Señor director,
Muchas veces, en ese tiempo, me pregunté para qué enredarse con la trigonometría y el cálculo, con los moles o las valencias, con los conjuntos y las derivadas. Y a fe que no me ha servido para nada lo que medio me enseñaron sobre ello. Lo cual no le quita la importancia de saber que eso existe y sirve y es la clave de muchas cosas. No había entonces el coraje de rebelarse contra la trigonometría, ni contra la idea de que todo debe tener un propósito inmediato. Hoy si: el maestro no es reverenciado, ni lo son las formas. Me preguntaría si hay algo que valga la pena aprender, aunque no sirva. El saber como constancia, como resistencia, como gesto poético y político.
¿Qué me diría hoy si fuese un chico que no tiene que preguntarse qué es sumar, ni cuánto es 7 por 9, en esta era de respuestas instantáneas y saberes delegados que aparecen en la pantalla antes siquiera de que la duda se forme? Tal vez preguntaría: ¿para qué pensar si todo está pensado? ¿para qué aprender si todo está disponible? ¿para qué demorarse si todo urge, si las profesiones desaparecerán puesto que la IA lo hace mejor?

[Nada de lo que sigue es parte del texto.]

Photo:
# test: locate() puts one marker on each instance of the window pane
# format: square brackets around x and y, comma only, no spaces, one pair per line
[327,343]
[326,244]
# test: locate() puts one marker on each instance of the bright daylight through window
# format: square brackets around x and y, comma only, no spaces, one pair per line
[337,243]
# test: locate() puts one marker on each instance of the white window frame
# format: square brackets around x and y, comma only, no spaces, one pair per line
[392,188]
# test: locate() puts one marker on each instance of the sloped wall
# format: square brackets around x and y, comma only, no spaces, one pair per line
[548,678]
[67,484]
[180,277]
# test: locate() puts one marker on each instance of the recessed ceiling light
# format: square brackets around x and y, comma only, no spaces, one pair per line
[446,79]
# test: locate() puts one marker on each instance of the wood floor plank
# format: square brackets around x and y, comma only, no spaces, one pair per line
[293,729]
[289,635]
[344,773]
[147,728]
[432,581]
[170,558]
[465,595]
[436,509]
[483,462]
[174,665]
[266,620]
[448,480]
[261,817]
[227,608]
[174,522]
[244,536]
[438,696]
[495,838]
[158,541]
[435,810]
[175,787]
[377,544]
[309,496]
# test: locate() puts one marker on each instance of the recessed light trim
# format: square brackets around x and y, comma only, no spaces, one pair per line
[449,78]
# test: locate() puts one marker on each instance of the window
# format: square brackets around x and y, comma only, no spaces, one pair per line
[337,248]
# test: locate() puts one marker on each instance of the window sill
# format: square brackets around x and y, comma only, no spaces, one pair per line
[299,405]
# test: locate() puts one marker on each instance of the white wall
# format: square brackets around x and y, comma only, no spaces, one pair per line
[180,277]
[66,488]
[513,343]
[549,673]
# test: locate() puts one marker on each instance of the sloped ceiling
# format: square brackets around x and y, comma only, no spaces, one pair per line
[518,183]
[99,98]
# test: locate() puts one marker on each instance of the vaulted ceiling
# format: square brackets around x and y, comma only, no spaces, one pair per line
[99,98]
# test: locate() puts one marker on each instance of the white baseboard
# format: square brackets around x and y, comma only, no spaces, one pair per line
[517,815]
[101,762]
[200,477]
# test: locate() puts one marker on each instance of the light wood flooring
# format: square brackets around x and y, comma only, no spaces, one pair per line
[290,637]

Así es el desafío: no enseñar contenidos, sino la dignidad de demorarse, el valor de no saber, la belleza de pensar. Porque si todo está dado, lo único que queda por hacer es crear preguntas, mirar con ojos no programados, decir lo que aún no ha sido dicho.
¿Y si a ese chico en vez de memorizar fórmulas, lo provocaran para que escribiera sobre el seno y el coseno como metáforas del vaivén de la vida? ¿Y si los moles fueran personajes de una historia química sobre la transformación? ¿Y si las valencias fueran símbolos de los vínculos humanos, de lo que une y separa?
Ese chico —tú, todos— no necesita saber cuánto es 7 por 9. Necesita saber que hay cosas cuyo cálculo hay que inventar. Y que ahí hay aprendizaje.